# Bayside Brewers Oktoberfest 2013 - Early notice



## WarmBeer (22/6/13)

Just an early warning for all you lager brewers that the Bayside Brewers annual Oktoberfest competition is coming up on the 19th of October.

This should give you plenty of time to brew and lager your German-style beers.

Good luck, and get brewing.


----------



## mialee (6/7/13)

Second reminder..


----------



## fcmcg (17/9/13)

Will there be a club day on Sunday the 20th of October ?
Cheers
Ferg


----------



## bullsneck (17/9/13)

Yes Ferg. Public Day is on the Sunday.

I can't make it this year. Spewing!


----------



## WarmBeer (17/9/13)

bullsneck said:


> Yes Ferg. Public Day is on the Sunday.
> 
> I can't make it this year. Spewing!


I can.

Spewing will be reserved for either late Sat night, or early Sunday morning.


----------



## fcmcg (17/9/13)

Bugger...we need to send you guys a notice to let you know that third Sunday of the month is ALWAYS when Westgate meet...and we have a comp on this day , so I'm not sure how many Westgaters will be there Sunday....might get a couple there on Sat to judge etc....


----------



## Grainer (26/9/13)

Been looking at joining this club for a while any info?


----------



## Black n Tan (26/9/13)

Do you mean Westgate Brewers?


----------



## itguy1953 (26/9/13)

Grainer said:


> Been looking at joining this club for a while any info?


----------



## itguy1953 (26/9/13)

If you mean Bayside PM me with your email address. I will send you details and latest newsletter.


----------



## Black n Tan (26/9/13)

if you mean Westgate Brewers PM Fergthebrewer (above)


----------



## mialee (28/9/13)

There's plenty of activities on this next month so it's only fitting that you plan ahead..
Those that have been to our Oktoberfest before will know the great value we offer and we always strive to improve on previous years.
There will once again be an assortment of potted hop plants to purchase - Cluster, Chinook, Cascade, Pride and anything else club members throw our way, so just another incentive to come along for what is always an entertaining day and don't forget to dress appropriately as we'll hand out a few gifts and who knows you might just make it onto next years promo poster..


----------



## manticle (28/9/13)

I bet neither of them are there.


----------



## bullsneck (28/9/13)

manticle said:


> I bet neither of them are there.


Will you be there?


----------



## manticle (29/9/13)

That would be one way of getting me down.

Not sure at this point.

Some members of the club might be heading down and I've put my hand up to judge at each comp in this recent calendar but I'll have to see closer to the date. Things have been getting very busy of late and the next futsal season will probably have started up (we play sunday eve).


----------



## markjd (29/9/13)

Two girls one stein... I'd watch that.


----------



## manticle (9/10/13)

What's the entry details (cut-offs, drop offs etc)?

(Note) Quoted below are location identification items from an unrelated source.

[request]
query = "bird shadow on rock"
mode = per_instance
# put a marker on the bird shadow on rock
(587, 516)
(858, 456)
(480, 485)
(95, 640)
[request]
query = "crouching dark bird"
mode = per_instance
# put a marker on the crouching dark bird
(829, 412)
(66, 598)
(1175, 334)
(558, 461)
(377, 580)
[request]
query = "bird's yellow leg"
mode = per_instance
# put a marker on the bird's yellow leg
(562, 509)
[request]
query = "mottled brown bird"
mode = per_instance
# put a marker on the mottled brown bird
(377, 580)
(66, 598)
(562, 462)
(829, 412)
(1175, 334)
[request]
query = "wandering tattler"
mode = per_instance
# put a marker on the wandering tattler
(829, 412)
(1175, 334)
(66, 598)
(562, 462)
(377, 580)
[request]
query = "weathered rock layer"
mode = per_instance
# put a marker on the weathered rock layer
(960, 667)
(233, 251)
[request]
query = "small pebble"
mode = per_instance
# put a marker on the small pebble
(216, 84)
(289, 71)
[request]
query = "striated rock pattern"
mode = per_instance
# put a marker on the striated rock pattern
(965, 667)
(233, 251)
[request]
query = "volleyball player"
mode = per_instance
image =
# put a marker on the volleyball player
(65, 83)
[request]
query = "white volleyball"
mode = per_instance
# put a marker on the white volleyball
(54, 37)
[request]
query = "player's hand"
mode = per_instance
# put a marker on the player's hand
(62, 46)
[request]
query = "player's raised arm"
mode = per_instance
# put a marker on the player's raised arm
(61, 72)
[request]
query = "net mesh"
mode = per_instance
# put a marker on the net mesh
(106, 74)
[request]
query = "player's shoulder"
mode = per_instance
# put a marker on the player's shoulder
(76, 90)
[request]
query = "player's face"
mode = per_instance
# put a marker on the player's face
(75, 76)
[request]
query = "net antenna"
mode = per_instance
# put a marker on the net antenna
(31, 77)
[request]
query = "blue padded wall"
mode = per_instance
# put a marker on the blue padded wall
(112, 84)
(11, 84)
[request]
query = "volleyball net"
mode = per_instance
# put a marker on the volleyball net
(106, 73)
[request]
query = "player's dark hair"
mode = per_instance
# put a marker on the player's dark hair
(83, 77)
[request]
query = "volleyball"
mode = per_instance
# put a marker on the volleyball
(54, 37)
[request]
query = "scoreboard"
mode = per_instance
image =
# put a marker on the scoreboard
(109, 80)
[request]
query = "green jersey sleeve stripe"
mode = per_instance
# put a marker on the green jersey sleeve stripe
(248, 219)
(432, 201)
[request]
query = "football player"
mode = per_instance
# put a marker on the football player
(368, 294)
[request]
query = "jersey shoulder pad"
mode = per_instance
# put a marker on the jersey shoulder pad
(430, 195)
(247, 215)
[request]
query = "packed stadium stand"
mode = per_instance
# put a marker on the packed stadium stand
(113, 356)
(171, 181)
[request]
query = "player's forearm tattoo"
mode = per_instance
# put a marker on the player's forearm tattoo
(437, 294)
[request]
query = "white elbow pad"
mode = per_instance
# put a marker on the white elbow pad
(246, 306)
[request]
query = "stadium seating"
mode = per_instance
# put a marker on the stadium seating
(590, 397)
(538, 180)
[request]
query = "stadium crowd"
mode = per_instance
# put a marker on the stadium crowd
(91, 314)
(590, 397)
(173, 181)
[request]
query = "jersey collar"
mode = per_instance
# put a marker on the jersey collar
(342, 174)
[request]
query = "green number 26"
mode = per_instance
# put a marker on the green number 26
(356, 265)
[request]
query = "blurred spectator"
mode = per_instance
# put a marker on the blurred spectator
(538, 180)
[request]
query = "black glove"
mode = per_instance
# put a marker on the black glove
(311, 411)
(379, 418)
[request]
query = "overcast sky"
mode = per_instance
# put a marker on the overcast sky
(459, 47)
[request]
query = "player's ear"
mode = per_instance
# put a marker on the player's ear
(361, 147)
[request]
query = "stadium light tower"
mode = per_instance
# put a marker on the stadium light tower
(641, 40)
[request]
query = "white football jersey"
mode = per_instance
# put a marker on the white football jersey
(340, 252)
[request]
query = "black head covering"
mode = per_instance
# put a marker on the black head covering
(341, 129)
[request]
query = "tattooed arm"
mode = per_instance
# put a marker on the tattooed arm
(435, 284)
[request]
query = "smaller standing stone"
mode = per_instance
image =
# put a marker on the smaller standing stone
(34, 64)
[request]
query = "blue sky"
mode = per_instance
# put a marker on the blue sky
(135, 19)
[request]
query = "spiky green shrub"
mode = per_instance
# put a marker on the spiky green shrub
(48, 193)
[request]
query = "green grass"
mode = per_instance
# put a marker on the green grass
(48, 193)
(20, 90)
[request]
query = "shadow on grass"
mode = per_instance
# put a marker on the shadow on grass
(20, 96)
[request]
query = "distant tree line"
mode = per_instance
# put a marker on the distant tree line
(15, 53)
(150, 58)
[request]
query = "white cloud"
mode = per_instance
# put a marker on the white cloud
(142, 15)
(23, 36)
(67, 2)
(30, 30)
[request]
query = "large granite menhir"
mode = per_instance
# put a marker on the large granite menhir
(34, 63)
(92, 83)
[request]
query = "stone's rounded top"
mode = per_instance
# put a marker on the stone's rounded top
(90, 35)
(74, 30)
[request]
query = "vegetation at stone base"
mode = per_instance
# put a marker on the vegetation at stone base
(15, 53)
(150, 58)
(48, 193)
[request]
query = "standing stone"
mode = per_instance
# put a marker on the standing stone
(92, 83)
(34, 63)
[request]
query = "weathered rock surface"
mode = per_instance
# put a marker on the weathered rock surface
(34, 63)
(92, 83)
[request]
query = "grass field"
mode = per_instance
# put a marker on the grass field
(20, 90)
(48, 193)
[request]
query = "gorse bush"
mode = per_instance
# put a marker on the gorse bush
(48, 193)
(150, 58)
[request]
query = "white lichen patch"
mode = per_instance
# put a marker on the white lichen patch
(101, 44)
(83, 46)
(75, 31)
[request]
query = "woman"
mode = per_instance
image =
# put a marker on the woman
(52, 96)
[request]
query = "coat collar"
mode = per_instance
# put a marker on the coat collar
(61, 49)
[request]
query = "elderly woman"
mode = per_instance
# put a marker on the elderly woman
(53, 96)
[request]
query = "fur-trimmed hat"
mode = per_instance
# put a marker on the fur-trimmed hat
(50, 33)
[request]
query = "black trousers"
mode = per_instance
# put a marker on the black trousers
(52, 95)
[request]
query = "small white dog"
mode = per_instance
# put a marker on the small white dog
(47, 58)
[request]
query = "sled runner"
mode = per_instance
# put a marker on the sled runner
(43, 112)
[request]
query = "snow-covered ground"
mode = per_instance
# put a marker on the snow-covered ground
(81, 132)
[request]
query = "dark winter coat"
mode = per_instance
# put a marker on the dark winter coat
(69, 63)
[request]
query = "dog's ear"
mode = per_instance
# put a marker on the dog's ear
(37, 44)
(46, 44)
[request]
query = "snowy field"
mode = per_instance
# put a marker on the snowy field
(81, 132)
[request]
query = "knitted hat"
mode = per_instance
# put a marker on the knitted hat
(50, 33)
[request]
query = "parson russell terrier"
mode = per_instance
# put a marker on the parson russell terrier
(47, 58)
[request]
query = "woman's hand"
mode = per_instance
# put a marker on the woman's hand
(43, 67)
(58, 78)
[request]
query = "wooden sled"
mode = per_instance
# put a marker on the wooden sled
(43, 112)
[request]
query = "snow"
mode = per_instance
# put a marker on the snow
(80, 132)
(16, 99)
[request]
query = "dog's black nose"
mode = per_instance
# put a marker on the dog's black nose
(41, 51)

Couldn't see them on the poster anywhere.


----------



## itguy1953 (9/10/13)

Cutoff this Saturday. 

Keg king, Boronia are drop offs near you.


----------



## manticle (9/10/13)

Thanks Barry. Entry form on your website I am presuming.


----------



## manticle (9/10/13)

Got it

http://baysidebrewers.org.au/blogpicts/2012entry.pdf


----------



## itguy1953 (16/10/13)

Bump. The comp is on Saturday. Public day on Sunday. $25 gets you 10 German beers. A great day.


----------



## itguy1953 (16/10/13)

Comp is on this Saturday. 

Public day is on Sunday. $25 gets you 10 top class German beers from some of Victorias best brewers.


----------



## mialee (18/10/13)

Slightly more beers being served on the day than what has previously been advertised.
The list as it stands as of this moment are:
Hefeweizen - Dunkleweizen - Weizenbock - AltBier (North German) - AltBier (Dusseldorf) - Kolsch - German Pilsner - Dortmunder Export - Munich Helles
Schwarzbier - Munich Dunkel - Vienna Lager - Oktoberfest/Marzen - Maibock - Traditional Bock - Dopplebock and Cider.


----------



## Grainer (19/10/13)

Going to come along to scope it out as a club to join


----------



## WarmBeer (19/10/13)

Come have a chat. I'll be the guy in the black Bayside Brewers shirt


----------



## Yob (19/10/13)

look for the guy wat is dead sexy... that be WB..


----------



## Grainer (19/10/13)

Grrr


----------



## itguy1953 (22/10/13)

Results out tomorrow night. Comp organiser has been ill. Sorry for the delay.


----------



## Yob (22/10/13)

Photos!! We need photo's of Warmbeer in his lederhosen!!


----------



## Truman42 (22/10/13)

I didnt get there until just before 3 pm. so missed him in his lederhosen as he must have changed by then. Top day though and some great beers. The missus even enjoyed the variety of beers on offer.


----------



## WarmBeer (22/10/13)

Dammit, secret's out.

Can no longer claim I physically resemble my avatar. Bite my fleshy, hairy, ass.


----------



## Truman42 (22/10/13)

WarmBeer said:


> Dammit, secret's out.
> 
> Can no longer claim I physically resemble my avatar. Bite my fleshy, hairy, ass.


Umm..yes you can. You actually look like your avatar.


----------



## Grainer (22/10/13)

Had a blast Good day out.. just waiting on the club details


----------



## bullsneck (22/10/13)

Truman said:


> Umm..yes you can. You actually look like your avatar.


Truman, you silly git! He's intront of the stainless silo, not the actual silo!


----------



## WarmBeer (22/10/13)

Umm..yes you can. You actually look like your avatar.

The _real_ Bender thrives on the consumption of excess alcohol. Me, I was suffering from it. Badly.


----------



## Yob (22/10/13)

I have it on good information that the hat hides the antenna...


----------